In the zoom lenses, the Tamron-produced set is (mostly) well-behaved, while the Nikkor f/2.8 S zooms are clinically sharp. 

Your choice. Nikon is giving you that choice, and you should be happy they are.

Update: it seems like my use of the word "clinical" is bunching up a few folk's underwear. I'm going to stick by that word usage, as I believe it correctly captures my sense of what the S lenses are doing: they're like you'd expect in a proper clinic: clean, organized, nothing out of place, no random element that shouldn't be there. The word "clean" by itself does not fully capture the nature of the S lenses. Moreover, I'd argue that you can have "clean blur," in the sense that the blur is just blur, without unwanted elements added to it. I do not believe the word "clinical" is in any way pejorative; I think that bias I see in some people's interpretation of my words is coming from something else in their life that makes them think clinics are bad. Indeed, I suspect they're applying the third definition in The American Heritage Dictionary: objective and devoid of emotion, coolly analytical. As an analytical sort of dude, I find no problem with that ;~). Moreover, objective seems to be something an objective (optical element) should do. 

Personally, I find my use of the words "well behaved" more of a problem and not fully capturing what I'm trying to say, the opposite of how most people are responding to the two ways of referring to lenses I used.

As a writer I spend long periods of time pondering word usage. In my twenties I used words poorly, as my copywriter ex-wife would gladly tell you. With each passing decade I've put more thought into them and tried to make sure what I was thinking was properly reflected in what you read. There are benefits to age, after all.

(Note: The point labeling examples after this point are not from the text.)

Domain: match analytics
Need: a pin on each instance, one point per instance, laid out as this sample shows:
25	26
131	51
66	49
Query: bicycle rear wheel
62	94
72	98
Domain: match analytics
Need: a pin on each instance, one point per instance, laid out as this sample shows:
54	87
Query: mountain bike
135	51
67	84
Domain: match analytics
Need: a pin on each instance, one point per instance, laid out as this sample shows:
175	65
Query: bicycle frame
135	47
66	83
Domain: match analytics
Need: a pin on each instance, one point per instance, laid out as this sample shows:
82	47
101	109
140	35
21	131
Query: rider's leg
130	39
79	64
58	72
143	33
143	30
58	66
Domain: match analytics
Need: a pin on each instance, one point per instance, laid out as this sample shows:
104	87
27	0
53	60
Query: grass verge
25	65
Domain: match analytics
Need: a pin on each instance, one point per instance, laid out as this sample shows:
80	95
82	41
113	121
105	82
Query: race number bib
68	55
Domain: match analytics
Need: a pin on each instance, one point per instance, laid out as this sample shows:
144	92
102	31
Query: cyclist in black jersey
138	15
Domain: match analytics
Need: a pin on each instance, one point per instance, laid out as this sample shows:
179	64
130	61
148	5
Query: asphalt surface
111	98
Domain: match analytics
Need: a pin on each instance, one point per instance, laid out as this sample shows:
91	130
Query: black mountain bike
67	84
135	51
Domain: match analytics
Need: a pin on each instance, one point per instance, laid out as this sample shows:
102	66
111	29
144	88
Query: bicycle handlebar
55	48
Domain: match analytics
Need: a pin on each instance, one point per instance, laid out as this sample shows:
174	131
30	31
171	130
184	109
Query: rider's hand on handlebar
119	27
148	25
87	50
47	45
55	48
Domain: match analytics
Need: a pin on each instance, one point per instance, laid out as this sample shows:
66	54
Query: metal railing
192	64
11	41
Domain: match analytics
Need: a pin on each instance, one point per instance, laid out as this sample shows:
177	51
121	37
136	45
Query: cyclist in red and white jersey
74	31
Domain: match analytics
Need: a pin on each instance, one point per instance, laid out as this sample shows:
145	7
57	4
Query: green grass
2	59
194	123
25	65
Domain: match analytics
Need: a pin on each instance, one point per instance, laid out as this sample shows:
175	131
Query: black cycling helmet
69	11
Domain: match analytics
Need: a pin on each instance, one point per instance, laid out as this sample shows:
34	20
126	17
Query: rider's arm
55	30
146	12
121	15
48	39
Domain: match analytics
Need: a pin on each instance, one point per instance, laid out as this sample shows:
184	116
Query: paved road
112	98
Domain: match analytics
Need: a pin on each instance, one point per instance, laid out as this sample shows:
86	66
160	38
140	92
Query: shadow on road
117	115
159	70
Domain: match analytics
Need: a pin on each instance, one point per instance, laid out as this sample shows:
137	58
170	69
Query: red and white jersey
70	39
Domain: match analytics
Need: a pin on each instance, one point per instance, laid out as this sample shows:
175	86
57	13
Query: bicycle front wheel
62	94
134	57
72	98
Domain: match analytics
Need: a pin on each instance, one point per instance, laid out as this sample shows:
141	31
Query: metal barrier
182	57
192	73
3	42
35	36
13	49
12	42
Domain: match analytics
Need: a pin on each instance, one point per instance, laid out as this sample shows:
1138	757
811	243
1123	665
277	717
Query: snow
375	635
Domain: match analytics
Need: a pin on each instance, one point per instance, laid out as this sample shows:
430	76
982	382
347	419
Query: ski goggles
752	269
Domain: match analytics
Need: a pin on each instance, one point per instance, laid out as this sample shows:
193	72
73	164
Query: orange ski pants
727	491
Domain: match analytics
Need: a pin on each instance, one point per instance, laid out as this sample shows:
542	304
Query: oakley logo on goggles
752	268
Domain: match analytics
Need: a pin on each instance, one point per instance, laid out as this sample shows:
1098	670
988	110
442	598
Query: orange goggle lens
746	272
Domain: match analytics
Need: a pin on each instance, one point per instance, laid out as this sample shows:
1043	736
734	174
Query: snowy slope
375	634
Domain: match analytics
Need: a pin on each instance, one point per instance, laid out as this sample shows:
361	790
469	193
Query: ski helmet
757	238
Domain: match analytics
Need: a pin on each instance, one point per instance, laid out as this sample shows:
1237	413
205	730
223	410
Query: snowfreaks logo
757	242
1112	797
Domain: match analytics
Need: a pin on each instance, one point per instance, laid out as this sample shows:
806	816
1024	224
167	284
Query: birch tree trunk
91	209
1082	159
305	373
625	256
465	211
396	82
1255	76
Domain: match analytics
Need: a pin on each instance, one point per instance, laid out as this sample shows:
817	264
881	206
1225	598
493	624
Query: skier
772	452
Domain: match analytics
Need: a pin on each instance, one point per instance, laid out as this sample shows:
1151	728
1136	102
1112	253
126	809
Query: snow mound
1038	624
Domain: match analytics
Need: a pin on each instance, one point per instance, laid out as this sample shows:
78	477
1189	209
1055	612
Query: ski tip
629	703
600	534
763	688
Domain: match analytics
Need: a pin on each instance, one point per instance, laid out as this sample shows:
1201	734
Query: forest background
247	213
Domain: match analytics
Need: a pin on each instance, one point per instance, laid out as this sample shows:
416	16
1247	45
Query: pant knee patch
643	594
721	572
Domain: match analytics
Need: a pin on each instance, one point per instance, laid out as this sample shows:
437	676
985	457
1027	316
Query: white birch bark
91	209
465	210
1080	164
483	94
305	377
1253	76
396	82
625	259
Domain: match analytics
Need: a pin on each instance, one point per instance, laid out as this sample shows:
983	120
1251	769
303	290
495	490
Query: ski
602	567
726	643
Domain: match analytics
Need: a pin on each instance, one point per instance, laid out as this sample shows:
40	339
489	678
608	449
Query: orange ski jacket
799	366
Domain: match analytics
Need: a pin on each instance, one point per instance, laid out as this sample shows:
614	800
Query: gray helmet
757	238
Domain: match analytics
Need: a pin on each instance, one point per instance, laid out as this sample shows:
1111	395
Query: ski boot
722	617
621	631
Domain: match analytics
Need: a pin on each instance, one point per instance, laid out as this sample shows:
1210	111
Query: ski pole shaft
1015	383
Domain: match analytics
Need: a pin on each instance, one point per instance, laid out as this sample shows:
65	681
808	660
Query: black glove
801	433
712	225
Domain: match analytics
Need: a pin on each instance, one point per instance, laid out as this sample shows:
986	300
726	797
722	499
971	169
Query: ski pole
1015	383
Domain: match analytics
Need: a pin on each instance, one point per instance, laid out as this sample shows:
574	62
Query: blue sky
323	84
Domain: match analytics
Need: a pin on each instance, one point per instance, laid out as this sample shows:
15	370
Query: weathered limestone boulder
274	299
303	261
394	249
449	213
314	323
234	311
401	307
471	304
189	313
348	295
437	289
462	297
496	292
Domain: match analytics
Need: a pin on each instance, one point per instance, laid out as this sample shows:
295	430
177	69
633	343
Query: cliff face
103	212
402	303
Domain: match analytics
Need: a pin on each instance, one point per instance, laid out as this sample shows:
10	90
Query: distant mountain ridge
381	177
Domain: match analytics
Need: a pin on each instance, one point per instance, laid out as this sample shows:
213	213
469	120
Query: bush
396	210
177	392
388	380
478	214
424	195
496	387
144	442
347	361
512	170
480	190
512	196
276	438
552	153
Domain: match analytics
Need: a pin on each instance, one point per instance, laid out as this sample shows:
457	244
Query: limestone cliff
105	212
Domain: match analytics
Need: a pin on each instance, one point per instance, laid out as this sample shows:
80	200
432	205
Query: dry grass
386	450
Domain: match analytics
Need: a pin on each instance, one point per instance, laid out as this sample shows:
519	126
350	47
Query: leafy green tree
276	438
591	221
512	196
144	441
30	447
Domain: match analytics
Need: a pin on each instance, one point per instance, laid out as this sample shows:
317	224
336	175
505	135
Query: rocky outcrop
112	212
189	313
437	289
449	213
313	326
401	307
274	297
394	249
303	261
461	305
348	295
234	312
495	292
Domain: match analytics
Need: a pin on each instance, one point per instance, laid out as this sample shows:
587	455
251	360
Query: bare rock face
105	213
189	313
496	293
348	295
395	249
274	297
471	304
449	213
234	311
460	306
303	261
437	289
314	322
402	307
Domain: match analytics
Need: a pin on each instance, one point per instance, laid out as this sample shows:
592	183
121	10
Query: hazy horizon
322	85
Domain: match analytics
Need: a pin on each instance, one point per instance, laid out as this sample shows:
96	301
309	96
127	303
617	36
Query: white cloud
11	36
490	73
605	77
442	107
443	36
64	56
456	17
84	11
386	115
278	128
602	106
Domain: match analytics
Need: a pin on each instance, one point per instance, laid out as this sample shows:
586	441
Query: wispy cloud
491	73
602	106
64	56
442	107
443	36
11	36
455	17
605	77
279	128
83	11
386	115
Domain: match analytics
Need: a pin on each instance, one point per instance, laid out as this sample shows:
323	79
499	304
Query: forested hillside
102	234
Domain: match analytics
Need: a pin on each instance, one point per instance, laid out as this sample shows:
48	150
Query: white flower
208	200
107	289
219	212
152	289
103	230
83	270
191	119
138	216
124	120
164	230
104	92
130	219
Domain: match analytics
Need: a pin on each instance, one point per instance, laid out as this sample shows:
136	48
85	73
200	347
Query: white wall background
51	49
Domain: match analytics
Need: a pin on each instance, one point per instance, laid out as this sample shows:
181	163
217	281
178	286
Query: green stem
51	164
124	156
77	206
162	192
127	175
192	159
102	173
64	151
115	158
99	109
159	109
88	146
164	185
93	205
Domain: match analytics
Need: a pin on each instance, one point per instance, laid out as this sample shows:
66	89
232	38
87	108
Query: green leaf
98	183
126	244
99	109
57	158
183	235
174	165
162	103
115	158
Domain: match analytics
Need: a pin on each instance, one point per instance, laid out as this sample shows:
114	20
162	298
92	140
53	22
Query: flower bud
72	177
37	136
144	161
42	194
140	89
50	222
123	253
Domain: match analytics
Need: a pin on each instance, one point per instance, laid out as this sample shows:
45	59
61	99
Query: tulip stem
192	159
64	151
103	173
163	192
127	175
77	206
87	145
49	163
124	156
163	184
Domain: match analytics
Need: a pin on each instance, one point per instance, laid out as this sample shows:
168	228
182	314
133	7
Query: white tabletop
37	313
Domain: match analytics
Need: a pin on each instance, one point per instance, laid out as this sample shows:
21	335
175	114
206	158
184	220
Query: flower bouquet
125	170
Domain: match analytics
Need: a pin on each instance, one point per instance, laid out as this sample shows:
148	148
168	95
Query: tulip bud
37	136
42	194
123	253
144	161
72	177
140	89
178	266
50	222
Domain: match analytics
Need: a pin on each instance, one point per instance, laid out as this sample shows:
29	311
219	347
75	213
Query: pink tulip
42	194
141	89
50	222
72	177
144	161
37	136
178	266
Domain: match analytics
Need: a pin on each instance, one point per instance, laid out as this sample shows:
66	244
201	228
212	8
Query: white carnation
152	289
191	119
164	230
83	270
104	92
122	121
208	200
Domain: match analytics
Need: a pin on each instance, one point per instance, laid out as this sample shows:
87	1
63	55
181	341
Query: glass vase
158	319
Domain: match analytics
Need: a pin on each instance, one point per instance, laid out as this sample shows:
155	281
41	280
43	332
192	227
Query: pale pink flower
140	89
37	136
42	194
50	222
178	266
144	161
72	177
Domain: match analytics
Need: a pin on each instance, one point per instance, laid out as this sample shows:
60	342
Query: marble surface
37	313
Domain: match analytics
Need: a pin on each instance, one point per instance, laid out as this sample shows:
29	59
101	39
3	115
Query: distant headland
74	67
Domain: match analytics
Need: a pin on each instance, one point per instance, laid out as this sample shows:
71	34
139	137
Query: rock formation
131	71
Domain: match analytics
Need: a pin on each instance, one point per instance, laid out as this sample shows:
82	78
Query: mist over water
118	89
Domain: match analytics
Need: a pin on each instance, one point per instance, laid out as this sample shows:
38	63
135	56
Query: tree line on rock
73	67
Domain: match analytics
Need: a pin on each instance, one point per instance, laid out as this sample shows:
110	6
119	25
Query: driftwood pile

The real thing to take away from the article is that we have two very different design approaches by Nikon with their Z-mount lenses. Indeed, there may be three or four once we drill down and examine everything more carefully. The S side of the Z-mount offerings are some of best and most consistent rendering optics we've seen from anyone (though Sony GM is now pretty much there, too, other than linear distortion). The remaining lenses can be very good, but they have personality. 

I haven't yet run the f/1.4 primes through their paces—I just picked them up from some crazy owner at some random camera store in Los Angeles over Thanksgiving—so I reserve the right to revise my opinion on those (though I didn't offer much of one other than a parenthetical phrase). One reason why a few reviews haven't yet appeared is that I'm spending a bit more time trying to fully evaluate certain aspects of lens design. As I started developing this Clinical versus Behaved hypothesis, I started diving deeper into certain kinds of testing to try understand what was driving that thought. That's proving trickier than I first thought, as I now am starting to understand that, at least in the Behaved lenses, it's the intersection of several design aspects that drives that, not one individual one.